This June, I took the gaotie high speed train from Shanghai to Hong Kong (a wonderful 8-hour ride through wet and verdant semi-urbanised countryside) to join a big bunch of amazing academics at the Hong Kong University of Science and Technology and talk about Chinese and comparative literature.

Together with Nicoletta Pesaro from Università Ca’ Foscari in Venice and Robin Visser from The University of North Carolina at Chapel Hill, I’d organised a small but very interesting panel on PLANTS – showing that authors across genres –from Guo Xuebo’s Mongolian ecoliterature to A Que’s zombie sci-fi to Can Xue’s experimental novels– employ plant characters to criticise anthropocentrism and explore more sustainable paths for humanity in the future.
Organised by current ACCL president Mingwei Song, Communication Officer Jizhou Jannis Chen (awesome combo) and their team, the conference was huge, glorious and very well organised: You can read the full programme here.
The only disappointment was the gender-imbalance: of the 6 keynotes and 2 distinguished authors, only 1 was not a man. I realise that all sorts of considerations and practicalities are at stake when organising such a vast event, but I still encourage future organisers (all of us really) to invite and secure more non-binary, women, and trans scholars as keynote speakers early on in the planning process.

Luckily, I had the chance to meet with one of my favourite authors (very distinguished), Dorothy Tse 謝曉虹, the day after the conference.

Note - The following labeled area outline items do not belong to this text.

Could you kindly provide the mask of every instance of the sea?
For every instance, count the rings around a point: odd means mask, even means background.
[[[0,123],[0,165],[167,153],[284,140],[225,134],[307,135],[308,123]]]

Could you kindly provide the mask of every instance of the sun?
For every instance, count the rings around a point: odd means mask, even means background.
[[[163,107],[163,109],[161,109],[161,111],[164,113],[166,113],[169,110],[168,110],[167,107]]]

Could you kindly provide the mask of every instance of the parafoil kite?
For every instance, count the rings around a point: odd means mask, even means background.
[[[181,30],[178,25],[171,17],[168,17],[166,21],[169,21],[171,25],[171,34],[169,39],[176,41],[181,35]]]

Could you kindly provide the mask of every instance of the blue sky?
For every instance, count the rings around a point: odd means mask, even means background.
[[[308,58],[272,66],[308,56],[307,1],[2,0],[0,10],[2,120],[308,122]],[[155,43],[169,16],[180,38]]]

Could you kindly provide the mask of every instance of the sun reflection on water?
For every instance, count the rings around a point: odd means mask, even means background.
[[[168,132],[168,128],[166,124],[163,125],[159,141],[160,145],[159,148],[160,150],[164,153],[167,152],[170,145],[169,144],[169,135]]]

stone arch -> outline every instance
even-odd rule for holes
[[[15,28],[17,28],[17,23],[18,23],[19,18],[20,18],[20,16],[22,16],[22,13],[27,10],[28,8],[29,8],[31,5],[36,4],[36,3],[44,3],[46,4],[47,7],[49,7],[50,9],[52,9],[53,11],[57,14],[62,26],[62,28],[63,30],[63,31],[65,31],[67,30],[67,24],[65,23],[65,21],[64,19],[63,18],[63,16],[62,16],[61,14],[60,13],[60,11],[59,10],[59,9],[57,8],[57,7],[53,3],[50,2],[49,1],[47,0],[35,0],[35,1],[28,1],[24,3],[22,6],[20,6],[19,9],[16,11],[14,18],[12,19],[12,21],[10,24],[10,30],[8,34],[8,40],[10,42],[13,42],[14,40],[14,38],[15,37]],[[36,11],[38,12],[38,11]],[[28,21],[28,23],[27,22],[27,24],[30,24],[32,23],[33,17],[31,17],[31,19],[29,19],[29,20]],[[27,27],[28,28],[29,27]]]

Tse (who is also associate professor of creative writing at Hong Kong Baptist University) has published many brilliant collections of short stories over the years many of which have been translated into English. I wrote about her joint volume with Hon Lai-chu 韓麗珠 A Dictionary of Two Cities 雙城辭典 in my book Sensing the Sinophone and am currently translating her first full-length novel 鷹頭貓與音樂箱女孩 (Eaglehead cat and the girl in the music box) into Danish (for Korridor small press). The novel was beautifully translated into English as Owlish by Natascha Bruce last year and was extremely well-received for good reason.
A huge thanks to S.C. Van Fonden for funding my trip.